The Peasants (2023) is a bold choice to kick off The County’s new film festival. It adapts a sprawling historical novel about rural life not just into film, but into oil paintings.
Directors DK and Hugh Welchman created Loving Vincent in 2017, an academy award-nominated film about Vincent Van Gogh entirely rendered in oil paintings.
The technique was adapted for this film, but with a difference. The Peasants is composed of painted scenes first shot with live actors. Painters worked from still photographs to create the thousands of original paintings that recompose the film’s frames.
The adaptation begins with Polish author Wladyslaw Reymont’s four-volume national epic, published between 1904 and 1909 and awarded the 1924 Nobel Prize for Literature.
The film version unfolds in a series of paintings, a technique that at once challenges and expands the arts of animation and cinematography. The Peasants stresses the individual film still in a new way.
The technique makes for fascinating viewing: absorption and engagement are challenged by the impositions of the art, in the way that emphatic brushwork or heavy paint challenges the coherence of a painted object or scene the closer you get to it.
Critic after critic notes the film’s extreme beauty. The landscape, which is traced through all four seasons, as well as the music, dances, costumes, and characters, are all highly stylized. Individual scenes recall works by such celebrated painters as Jozef Chelmonski and Jean-Francois Millet.
Six frames for every second of live footage means the one hour, 54-minute film required 42,000 canvasses.
While actors speak and move in the film, they are painted over, hidden. Viewers hear the actors but only see the paintings, which come to represent the force of appearances and social roles.

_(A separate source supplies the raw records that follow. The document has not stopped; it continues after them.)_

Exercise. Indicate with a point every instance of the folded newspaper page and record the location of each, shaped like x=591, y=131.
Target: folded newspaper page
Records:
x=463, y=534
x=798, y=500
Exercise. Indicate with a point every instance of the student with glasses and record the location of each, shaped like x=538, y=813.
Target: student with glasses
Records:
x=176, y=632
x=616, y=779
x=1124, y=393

The life of the beautiful young woman at the center of the story is entirely given over to a rigid patriarchal culture that demeans women and deprives them of choice and autonomy.
But she is far from the only victim. Both the men and women in this film are contained by traditional patriarchal social structures, as well as the power of privilege and authority.
What is on the inside, painted over, the sheer force of inner feeling, the anger at being deprived of the power of choice, drives the brutality and violence of the film, while its beauty abstracts and distances.
Together, the beauty and the violence are a fascinating combination. They bring into view at once the timeless force of custom and convention, and the way they obscure and distort the life of human feeling.